The machine does some other things, such as serving up my personal website (not updated in a gazillion years since I blog on FSFE’s Fellowship blogging platform) and that of Sebastian Kügler.
The main CPU load on the machine is running Krazy, the KDE code quality checker. It still produces lots of warnings and small items to fix in the KDE codebase. Sometimes I see people committing whole bunches of Krazy fixes. I recently saw it referred to as “KDE’s level grind”, which is a pretty good description in the sense that it was originally intended to find and explain the kind of low-hanging fruit you can fix on a Friday afternoon.
One last thing the machine does is provide the OpenSolaris packages for KDE4 as well. For this I ported pkg.depotd(8) to FreeBSD some time ago, but it’s starting to show its age and I think I’ll have to start running an actual OpenSolaris on the machine at some point. That means fiddling around with the available virtualization options and possibly updating and rebooting the machine repeatedly. If VirtualBox gives any measure of performance under FreeBSD, that’ll be it (because that simplifies updating from home where I also use it).

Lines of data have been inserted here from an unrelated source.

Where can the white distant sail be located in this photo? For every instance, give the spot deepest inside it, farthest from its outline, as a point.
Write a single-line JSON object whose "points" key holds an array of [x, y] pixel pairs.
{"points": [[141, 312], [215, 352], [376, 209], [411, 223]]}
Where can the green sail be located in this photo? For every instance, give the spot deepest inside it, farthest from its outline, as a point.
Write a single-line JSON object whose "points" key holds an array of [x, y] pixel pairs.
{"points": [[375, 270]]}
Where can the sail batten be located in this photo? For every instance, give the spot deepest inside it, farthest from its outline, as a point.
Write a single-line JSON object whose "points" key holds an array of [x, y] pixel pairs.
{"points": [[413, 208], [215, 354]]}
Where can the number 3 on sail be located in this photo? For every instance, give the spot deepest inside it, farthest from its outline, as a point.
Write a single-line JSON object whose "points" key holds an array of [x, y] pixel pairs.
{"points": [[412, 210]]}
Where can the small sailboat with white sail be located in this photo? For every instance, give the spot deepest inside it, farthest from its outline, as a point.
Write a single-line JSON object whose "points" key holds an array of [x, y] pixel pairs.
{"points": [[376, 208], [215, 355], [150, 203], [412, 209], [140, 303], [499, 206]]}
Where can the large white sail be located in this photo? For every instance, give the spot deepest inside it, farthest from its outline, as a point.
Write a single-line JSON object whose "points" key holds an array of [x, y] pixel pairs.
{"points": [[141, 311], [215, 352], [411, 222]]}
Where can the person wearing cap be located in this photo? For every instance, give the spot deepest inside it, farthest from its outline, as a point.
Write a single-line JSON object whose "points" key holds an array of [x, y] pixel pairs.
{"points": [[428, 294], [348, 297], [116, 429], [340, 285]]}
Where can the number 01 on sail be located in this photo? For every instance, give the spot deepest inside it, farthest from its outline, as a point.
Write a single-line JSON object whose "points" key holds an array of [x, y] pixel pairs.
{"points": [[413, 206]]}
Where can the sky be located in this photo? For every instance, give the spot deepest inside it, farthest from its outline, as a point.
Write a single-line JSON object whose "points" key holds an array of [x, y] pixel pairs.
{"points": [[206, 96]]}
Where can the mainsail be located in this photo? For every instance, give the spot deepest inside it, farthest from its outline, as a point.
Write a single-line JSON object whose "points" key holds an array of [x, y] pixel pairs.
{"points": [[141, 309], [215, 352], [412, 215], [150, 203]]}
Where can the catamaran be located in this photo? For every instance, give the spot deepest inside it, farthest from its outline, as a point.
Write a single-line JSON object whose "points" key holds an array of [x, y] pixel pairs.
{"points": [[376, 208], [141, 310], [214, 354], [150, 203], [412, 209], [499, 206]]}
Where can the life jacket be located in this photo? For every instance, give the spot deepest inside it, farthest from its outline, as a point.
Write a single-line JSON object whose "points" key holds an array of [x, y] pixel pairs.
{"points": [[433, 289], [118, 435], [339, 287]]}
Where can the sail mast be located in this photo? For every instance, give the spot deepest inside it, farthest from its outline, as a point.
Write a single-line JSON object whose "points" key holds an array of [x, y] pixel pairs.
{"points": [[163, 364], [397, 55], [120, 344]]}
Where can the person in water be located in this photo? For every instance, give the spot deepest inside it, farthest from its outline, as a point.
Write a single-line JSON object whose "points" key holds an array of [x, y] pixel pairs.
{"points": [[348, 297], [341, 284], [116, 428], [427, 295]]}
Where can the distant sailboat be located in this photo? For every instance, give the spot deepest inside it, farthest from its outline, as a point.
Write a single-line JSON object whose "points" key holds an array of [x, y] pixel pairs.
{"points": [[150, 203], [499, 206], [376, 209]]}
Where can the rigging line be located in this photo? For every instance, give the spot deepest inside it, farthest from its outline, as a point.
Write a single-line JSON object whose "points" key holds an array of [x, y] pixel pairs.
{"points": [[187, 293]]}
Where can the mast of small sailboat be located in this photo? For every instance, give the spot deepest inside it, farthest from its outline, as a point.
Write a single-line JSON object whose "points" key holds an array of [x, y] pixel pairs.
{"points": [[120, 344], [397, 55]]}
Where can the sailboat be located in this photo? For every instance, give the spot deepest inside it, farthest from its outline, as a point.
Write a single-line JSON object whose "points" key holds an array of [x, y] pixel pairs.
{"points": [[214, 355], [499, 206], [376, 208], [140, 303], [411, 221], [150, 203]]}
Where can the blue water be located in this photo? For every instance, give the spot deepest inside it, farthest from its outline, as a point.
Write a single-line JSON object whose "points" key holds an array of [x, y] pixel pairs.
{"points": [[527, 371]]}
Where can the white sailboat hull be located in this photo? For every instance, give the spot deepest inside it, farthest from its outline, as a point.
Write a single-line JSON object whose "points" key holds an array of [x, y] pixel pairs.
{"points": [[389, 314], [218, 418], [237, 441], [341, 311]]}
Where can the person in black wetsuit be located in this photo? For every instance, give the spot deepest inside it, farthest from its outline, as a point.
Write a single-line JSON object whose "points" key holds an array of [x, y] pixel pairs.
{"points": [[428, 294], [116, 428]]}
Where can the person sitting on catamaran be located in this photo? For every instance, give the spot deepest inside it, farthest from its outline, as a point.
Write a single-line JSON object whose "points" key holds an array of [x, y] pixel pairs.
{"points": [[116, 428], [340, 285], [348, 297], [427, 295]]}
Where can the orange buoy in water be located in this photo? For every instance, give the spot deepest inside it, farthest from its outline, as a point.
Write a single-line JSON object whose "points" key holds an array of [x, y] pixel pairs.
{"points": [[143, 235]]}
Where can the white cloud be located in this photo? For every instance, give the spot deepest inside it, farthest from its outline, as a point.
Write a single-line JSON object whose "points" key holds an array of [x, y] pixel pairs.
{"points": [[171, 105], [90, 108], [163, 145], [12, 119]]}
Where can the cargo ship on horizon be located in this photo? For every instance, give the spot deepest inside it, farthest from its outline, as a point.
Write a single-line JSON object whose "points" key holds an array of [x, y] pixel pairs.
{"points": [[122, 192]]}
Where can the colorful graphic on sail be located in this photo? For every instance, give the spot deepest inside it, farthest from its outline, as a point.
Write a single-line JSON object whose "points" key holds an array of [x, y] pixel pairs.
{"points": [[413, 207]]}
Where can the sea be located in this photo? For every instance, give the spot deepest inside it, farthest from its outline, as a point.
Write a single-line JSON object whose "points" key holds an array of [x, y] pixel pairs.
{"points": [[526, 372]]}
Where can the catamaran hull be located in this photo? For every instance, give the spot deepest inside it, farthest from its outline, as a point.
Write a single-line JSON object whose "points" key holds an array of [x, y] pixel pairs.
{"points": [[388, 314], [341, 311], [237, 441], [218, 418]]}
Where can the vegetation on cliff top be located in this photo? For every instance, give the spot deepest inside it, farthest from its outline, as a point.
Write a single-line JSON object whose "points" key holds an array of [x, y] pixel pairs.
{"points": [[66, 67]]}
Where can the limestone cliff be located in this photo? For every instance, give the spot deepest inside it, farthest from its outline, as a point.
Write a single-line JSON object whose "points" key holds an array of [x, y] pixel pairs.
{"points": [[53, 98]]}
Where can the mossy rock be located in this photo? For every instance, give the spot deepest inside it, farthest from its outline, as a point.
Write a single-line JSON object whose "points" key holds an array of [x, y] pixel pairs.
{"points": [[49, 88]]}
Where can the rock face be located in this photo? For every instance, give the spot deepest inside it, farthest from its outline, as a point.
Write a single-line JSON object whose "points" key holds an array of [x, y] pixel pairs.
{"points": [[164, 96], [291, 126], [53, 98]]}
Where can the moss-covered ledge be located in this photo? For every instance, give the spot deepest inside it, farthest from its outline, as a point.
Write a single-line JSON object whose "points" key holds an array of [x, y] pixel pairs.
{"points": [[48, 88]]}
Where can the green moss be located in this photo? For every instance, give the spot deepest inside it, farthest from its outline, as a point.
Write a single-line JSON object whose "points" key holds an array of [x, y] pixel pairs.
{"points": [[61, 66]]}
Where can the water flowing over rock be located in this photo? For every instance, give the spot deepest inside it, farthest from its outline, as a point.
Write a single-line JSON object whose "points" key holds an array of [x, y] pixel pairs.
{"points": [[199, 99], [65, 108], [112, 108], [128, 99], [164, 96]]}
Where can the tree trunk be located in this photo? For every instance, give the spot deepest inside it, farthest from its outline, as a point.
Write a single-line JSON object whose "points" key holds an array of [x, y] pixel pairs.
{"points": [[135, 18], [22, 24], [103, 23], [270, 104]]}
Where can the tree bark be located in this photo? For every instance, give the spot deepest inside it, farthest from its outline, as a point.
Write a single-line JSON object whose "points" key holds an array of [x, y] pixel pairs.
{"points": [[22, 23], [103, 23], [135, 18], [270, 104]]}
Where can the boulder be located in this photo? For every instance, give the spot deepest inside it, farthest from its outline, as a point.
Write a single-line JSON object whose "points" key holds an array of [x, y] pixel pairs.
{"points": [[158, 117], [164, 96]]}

So, you may ask: what was the cause of this extended downtime? How can we prevent this from happening again? Well, one thing to fix it would be donating a 1U 4×3.5″ SATA disk server chassis with redundant power. Right now — thanks to being hosted in the “random crap” rack — there’s a little mini-tower thing doing the job, and it turned out to have a dodgy power cord. Some shifting and pushing-around of cables in the rack caused a momentary disconnect, which panicked the server and left it at a fsck(8) prompt for a while. This means, perhaps, that I should try to configure the system with “noauto” on the affected file systems, so that it comes up with reduced functionality even if the disk array is toast. Two other really important points: configure serial console support so that the ILOM can get at it and remember the ILOM password. Cue jumpering the server to reset the password and all the Fun that entails.
Anyway, it comes down to a few decisions made three years ago caused this downtime to be longer than expected. It’s up again, decisions have been amended, and we’re good to go for another three, I hope.